Proving Binomial Coefficients for Even n | Combinatorial Argument

[jbear12]

Suppose n is even, prove:
$$\sum$$k=0->n/2, C(n,2k)=2^(n-1)=$$\sum$$k=1->n/2, C(n,2k-1)
Give a combinatorial argument to prove that: (I've figured out this one...)
$$\sum$$k=1->n, C(n,k)^2=C(2n,n)

For the first problem, I tried to break C(n, 2k) into C(n+1,2k)-C(n, 2k-1), but they didnt seem to work very well. (I also noticed that $$\sum$$0, n C(n,2k)=2^n, but I can't really use this to solve the problem.)
For the second problem, I don't have a clue.
Any thoughts?
Thanks!

 

[HallsofIvy]

You want to prove that, for n even, $\sum_{k= 0}^{n/2}C(n, 2k)= 2^{n-1}$ and that $\sum_{k=0}^{n/2} C(n, 2k-1)= 2^{n-1}$

You think mean you have tried to use C(n, 2k)= C(n-1,2k)-C(n-1, 2k-1) . That works nicely! If you take i= 2k, That just says C(n, i)= C(n-1, i)+ C(n-1, i) and your sum is $\sum_{k= 0}^{n/2}C(n, 2k)= \sum_{i= 0}^n C(n-1, i)= 2^{n-1}$!

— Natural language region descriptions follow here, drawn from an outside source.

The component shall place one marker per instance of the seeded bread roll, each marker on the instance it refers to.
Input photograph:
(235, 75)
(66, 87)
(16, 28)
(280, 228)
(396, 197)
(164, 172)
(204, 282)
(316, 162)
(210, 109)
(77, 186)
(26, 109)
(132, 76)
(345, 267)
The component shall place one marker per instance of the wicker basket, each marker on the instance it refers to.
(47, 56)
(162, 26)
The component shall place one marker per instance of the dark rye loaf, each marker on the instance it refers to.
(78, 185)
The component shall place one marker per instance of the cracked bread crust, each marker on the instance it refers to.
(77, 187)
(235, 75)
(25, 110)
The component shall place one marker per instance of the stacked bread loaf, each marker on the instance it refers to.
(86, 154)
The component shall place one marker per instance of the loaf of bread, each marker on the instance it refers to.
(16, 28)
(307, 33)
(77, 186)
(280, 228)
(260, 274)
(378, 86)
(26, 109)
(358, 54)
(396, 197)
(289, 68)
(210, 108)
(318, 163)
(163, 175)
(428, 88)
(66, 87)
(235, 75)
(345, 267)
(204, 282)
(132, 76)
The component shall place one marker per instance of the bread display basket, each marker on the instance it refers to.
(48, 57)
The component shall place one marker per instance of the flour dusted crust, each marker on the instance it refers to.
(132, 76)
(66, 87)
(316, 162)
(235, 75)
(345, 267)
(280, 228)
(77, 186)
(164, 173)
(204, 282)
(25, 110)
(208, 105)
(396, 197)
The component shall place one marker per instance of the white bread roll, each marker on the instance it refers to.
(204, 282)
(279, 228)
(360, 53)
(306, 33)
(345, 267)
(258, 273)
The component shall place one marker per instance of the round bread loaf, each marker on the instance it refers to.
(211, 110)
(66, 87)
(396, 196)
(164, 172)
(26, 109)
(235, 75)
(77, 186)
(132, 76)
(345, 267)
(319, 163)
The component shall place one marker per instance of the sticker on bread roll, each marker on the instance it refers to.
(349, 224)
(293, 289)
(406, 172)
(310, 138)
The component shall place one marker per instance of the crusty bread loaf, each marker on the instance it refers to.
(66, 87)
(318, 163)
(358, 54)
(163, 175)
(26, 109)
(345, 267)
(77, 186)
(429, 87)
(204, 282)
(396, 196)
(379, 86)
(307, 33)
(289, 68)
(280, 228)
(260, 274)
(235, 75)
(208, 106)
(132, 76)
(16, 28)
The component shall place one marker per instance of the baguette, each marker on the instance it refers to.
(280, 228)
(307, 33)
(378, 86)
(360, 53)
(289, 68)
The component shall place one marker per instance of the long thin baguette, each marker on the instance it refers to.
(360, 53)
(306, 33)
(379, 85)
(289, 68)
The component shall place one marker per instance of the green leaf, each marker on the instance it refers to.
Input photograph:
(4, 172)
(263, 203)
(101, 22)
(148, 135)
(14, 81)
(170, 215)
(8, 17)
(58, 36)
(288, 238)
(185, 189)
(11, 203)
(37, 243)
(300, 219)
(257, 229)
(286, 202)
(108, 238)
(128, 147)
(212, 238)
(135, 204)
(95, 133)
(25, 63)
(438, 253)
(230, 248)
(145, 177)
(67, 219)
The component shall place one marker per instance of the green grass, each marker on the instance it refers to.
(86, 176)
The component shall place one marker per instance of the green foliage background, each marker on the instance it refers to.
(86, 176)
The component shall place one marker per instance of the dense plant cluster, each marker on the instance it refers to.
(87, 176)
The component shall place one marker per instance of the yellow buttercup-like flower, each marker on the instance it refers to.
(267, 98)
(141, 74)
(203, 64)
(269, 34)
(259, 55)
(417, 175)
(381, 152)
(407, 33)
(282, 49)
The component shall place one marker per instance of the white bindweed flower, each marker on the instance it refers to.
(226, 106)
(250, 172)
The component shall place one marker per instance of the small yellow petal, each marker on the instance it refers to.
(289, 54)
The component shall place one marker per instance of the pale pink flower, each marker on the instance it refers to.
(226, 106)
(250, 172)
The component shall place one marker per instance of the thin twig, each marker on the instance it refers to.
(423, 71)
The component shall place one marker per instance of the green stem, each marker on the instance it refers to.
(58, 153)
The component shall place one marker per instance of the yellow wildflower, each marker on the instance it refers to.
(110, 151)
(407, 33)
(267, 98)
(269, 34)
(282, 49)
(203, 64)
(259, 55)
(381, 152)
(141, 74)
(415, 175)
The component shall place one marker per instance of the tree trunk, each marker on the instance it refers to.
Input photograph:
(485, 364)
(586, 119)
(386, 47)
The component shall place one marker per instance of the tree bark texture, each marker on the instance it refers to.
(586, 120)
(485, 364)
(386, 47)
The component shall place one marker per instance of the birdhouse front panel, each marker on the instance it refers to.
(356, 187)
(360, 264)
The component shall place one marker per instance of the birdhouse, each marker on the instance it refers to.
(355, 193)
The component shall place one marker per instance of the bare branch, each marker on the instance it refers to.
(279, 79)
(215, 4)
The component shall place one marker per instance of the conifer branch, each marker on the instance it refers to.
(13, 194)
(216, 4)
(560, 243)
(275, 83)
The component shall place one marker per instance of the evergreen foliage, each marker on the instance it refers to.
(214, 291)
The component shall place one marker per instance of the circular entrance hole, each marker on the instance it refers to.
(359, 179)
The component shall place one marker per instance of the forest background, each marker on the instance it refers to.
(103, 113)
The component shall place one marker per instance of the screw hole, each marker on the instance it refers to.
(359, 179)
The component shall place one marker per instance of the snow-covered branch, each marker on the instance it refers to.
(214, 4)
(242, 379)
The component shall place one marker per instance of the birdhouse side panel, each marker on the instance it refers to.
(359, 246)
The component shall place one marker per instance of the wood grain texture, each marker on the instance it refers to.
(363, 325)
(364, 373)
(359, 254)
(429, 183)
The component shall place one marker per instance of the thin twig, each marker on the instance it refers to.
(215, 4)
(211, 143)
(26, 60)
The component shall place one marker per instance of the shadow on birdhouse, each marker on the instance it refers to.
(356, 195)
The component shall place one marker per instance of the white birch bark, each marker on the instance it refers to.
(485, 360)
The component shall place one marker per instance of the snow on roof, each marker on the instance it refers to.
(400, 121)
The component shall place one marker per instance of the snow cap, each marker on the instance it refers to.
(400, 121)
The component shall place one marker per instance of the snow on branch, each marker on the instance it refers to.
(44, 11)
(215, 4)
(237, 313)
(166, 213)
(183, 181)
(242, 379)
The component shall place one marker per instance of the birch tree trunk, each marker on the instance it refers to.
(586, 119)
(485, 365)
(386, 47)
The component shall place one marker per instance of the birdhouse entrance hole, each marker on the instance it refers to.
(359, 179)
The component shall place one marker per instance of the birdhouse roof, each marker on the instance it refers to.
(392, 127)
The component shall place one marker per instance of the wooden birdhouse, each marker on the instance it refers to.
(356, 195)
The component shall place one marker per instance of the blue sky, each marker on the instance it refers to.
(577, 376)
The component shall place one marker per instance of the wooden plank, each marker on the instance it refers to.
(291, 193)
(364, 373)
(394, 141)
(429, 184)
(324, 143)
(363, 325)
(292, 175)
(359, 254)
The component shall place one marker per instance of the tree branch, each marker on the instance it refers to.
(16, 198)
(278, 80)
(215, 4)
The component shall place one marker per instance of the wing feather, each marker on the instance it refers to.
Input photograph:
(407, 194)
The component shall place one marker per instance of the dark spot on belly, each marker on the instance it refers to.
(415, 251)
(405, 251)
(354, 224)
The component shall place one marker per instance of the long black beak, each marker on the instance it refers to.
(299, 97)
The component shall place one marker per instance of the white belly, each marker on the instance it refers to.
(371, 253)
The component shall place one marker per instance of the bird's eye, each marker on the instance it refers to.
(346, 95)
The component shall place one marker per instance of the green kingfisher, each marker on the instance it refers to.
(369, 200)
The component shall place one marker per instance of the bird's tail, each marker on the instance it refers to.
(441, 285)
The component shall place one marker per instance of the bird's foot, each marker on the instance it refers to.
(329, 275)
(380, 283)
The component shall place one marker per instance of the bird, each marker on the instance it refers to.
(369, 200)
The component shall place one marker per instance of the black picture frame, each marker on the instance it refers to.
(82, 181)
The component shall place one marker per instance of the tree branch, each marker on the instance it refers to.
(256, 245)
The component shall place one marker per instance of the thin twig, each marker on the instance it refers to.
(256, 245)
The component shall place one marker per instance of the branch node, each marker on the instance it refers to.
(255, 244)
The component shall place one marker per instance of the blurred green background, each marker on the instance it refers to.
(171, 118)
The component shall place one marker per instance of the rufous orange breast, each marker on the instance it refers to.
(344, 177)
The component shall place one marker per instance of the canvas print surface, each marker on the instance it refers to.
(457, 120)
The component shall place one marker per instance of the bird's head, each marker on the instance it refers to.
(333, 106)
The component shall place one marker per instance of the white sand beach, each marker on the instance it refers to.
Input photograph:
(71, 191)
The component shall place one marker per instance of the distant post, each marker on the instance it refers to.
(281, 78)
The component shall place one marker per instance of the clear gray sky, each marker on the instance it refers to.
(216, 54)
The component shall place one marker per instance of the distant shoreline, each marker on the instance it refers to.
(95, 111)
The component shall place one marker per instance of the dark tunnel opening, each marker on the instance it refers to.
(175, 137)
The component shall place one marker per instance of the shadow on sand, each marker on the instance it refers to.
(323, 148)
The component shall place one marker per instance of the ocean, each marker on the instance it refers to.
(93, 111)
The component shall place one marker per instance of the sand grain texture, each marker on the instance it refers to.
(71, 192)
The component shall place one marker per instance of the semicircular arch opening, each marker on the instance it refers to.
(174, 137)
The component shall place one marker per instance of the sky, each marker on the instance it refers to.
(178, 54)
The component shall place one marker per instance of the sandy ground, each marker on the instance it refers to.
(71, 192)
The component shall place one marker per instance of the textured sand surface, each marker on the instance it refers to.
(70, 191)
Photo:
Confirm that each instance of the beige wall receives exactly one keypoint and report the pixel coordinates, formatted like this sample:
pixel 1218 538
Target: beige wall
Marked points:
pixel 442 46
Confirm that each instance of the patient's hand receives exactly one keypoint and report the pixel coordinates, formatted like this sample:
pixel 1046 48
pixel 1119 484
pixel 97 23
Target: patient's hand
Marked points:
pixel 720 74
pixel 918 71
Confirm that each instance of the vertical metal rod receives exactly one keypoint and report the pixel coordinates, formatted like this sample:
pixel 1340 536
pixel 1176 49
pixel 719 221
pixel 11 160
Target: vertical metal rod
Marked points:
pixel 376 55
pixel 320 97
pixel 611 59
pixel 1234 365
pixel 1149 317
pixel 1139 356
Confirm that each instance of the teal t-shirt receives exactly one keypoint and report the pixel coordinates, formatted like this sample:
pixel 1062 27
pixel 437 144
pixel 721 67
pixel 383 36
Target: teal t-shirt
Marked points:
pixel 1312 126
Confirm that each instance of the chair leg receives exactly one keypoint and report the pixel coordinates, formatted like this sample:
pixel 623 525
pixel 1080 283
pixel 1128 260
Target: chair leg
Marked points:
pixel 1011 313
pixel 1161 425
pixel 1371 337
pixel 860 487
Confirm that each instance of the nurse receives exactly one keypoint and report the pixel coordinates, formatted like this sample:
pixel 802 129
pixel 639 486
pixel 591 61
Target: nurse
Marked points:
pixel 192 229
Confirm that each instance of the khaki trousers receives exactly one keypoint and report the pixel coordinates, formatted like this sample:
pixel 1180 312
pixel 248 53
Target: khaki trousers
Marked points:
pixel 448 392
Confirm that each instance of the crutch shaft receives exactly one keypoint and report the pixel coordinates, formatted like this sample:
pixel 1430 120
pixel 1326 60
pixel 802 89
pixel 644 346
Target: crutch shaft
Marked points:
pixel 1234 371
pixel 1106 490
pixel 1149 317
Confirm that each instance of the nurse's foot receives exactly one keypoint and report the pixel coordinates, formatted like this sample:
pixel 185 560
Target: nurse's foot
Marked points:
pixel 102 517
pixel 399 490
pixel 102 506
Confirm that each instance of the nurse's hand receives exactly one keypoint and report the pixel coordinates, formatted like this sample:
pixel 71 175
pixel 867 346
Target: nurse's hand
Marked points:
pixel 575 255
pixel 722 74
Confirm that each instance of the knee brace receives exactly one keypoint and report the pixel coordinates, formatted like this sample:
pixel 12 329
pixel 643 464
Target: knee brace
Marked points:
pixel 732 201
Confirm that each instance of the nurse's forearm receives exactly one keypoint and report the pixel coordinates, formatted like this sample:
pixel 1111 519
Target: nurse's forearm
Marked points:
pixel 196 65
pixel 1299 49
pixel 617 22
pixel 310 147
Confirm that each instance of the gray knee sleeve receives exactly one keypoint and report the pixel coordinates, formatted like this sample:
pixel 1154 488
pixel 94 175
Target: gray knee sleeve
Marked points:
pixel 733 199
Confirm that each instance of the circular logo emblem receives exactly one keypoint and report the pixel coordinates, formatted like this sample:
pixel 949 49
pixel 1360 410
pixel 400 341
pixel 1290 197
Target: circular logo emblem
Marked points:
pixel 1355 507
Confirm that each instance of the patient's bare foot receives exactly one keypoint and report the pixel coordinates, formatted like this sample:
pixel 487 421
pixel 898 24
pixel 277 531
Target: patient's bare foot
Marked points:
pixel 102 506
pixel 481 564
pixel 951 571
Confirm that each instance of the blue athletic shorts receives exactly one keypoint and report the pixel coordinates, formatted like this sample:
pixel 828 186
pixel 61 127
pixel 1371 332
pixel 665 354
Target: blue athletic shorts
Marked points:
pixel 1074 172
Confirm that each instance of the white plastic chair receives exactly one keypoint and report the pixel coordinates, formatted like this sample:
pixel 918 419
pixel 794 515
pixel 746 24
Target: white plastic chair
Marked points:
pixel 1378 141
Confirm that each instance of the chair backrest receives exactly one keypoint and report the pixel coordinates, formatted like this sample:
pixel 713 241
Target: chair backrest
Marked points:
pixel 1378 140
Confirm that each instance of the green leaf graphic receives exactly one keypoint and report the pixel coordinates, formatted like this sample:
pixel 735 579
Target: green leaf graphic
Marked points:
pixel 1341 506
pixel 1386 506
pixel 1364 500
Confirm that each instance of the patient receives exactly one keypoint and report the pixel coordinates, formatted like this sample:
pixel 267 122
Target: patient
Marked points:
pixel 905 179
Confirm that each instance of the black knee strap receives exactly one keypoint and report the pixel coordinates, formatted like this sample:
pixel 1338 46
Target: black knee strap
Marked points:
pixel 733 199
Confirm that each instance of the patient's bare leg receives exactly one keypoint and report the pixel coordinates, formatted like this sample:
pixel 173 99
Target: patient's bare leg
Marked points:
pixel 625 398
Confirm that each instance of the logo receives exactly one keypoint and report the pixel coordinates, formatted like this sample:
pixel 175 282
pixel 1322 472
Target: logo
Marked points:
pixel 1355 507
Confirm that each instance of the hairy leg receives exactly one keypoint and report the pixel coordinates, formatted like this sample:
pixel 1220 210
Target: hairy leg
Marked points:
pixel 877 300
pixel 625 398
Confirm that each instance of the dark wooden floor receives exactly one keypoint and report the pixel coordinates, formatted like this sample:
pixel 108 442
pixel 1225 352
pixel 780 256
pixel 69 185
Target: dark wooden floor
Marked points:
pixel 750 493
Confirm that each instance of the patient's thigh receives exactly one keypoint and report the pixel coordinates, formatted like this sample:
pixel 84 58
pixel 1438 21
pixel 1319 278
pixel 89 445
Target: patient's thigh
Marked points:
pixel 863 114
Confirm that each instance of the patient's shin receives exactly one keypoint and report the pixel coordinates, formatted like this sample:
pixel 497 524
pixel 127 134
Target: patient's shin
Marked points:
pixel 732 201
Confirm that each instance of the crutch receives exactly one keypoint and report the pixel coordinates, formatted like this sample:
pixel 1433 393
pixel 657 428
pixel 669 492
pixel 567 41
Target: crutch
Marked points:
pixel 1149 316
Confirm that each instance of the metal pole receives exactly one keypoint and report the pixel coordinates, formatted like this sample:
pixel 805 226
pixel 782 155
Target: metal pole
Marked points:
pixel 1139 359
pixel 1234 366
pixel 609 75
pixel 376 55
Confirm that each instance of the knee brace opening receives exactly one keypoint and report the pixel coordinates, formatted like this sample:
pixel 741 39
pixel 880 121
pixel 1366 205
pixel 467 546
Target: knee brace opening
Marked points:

For the second one, let i= 2k-1.

 

[jbear12]

You want to prove that, for n even, $\sum_{k= 0}^{n/2}C(n, 2k)= 2^{n-1}$ and that $\sum_{k=0}^{n/2} C(n, 2k-1)= 2^{n-1}$

You think mean you have tried to use C(n, 2k)= C(n-1,2k)-C(n-1, 2k-1) . That works nicely! If you take i= 2k, That just says C(n, i)= C(n-1, i)+ C(n-1, i) and your sum is $\sum_{k= 0}^{n/2}C(n, 2k)= \sum_{i= 0}^n C(n-1, i)= 2^{n-1}$!

For the second one, let i= 2k-1.

Thanks HallsofIvy.
But I don't get it how you get from C(n, 2k)= C(n-1,2k)-C(n-1, 2k-1) to C(n, i)= C(n-1, i)+ C(n-1, i). Taking i=2k, why is C(n-1,i-1) equal to -C(n-1,i).
Also, why is $\sum_{i= 0}^n C(n-1, i)= 2* \sum_{i= 0}^{n/2} C(n-1, i)$